In OLAP, there’s a data warehouse, which is a read-only copy of OLTP data that analytics can play with. The process that loads dta from OLTP into OLAP is called ETL (Extract from OLTP, Transform, Load into OLAP).
Usually, the OLTP databases are row-store, while OLAP would use column-store, as expected by typical analytics queries.
Partitioning
Partitioning is also called sharing. It’s all about splitting the database into smaller databases where each one stores some subset of the overall dataset. Partitioning is often combined with replication, so each partition has its own replicas.
Ideally, by partitioning data into 10 parts (nodes), we should be able to get 10x throughput and storage increase. If that’s not the case, it means our partitioning is skewed. A partition with higher load than others is called Hot Spot.
Strategies of partitioning:
- random - writes are balanced, but when reading we have no way to know which partition to talk to.
- by key range - we come up with some way of translating the key (ID) into partition number. Incorrect translation will lead to skewed partitioning.
- by has of key - like above, but the key gets hashed, and each partition handles a range of hashed values.
Secondary Indexes
When we have partitioning, the documents are assigned to partitions based on document’s ID. Secondary indexes may be built based on any other field. Therefore, it’s not possible to say that a given value will be only on some partition. You have to query all the partitions and join the results together to get all values.
If possible, it’s recommended to included secondary key in partition selection so that it’s possible to know which partition(s) to query. It’s not easy though, especially when querying for multiple fields.
Secondary indexes may be local or global. Local index is per partition, so each partition builds its own. Global index is stored on one partition, the partition choice is based on partition strategy for secondary indexes. An index on a given partition could for example collect documents where trip destination is “Egipt”. It would point at all documents matching this criterion, even for other partitions.
Rebalancing
Our choice of partitioning strategy is important for rebalancing.

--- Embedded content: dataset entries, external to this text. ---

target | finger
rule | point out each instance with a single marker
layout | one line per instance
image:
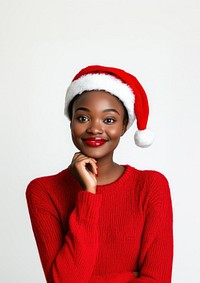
(93, 166)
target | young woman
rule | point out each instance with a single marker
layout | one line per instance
(99, 221)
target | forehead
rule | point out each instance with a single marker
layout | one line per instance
(98, 98)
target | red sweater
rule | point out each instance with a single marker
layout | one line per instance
(104, 237)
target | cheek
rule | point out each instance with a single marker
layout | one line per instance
(116, 133)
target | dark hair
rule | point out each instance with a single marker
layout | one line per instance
(70, 108)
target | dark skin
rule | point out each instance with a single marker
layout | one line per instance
(98, 115)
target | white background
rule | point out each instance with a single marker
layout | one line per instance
(43, 44)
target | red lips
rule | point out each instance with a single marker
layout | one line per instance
(94, 142)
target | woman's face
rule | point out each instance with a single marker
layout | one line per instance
(97, 123)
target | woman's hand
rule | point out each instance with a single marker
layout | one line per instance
(84, 168)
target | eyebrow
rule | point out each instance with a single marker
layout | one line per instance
(105, 110)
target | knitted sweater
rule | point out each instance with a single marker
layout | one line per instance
(104, 237)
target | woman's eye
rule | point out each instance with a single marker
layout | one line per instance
(83, 119)
(109, 120)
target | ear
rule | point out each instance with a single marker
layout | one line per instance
(124, 128)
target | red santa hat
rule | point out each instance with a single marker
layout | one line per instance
(122, 85)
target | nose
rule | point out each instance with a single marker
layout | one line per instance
(95, 127)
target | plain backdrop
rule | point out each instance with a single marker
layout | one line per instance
(43, 44)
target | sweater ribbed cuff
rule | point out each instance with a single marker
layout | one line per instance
(88, 206)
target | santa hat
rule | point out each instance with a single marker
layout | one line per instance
(120, 84)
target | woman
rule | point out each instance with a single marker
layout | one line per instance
(99, 221)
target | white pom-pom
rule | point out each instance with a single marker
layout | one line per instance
(144, 138)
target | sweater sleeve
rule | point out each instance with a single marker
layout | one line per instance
(156, 253)
(70, 257)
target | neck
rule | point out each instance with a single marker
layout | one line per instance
(108, 171)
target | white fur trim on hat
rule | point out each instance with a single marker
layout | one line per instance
(102, 82)
(144, 138)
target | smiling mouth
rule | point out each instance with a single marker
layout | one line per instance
(94, 142)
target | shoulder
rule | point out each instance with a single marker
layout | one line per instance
(51, 186)
(151, 184)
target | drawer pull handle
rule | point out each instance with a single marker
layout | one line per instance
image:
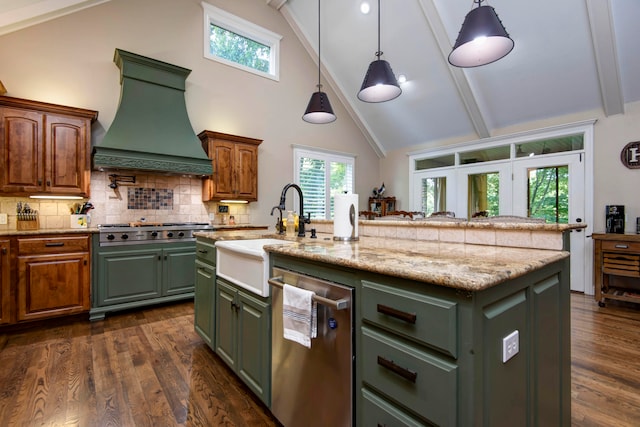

As the data store grows, or queries change, we might need to rebalance our partitions to avoid hot spots.
A potential easy partitioning strategy is mod N. It’s not a good one though. We might want to
partition data to N nodes by applying mod N to the key. The issue is that when number of nodes
changes, lots of records would need to be reassigned to different partitions, because most likely mod N != mod G.
A good solution is to initially create many more partitions than the number of nodes we have.
Therefore, when new nodes come in, they will just take over some partition form other nodes, but
partition assignments for keys will not change. The number of partitions could be set to the max
number of nodees that we can have in the future. Each new partition adds some management overhead,
so we shouldn’t go crazy with it.
Some DBs partition data autonomously.
With sharding, there comes a problem of routing. How do we know which node has data for a given key? This is not an issue if our dataset is fixed, and rebalancing is never occuring. One solution is Zoo Keeper. It keeps mapping between partitions and nodes to direct us to the right node. Clients can subscribe to Zoo Keeper to know the latest mappings.
Serialization
The optimized approach to serialization might use Thrift or ProtoBuf. They are pretty similar. There is a schema file which lists the fields together with their types (and some other metadata). The actual messages use various bits to encode information. The field names are not included, they are numbered instead. The numbers correspond to the schema file numbering.
Avro is similar. It is even more “compressed” though. It does not include tag numbers, it relies on ordering. The order of fields in the schema file has to be respected in the actual data.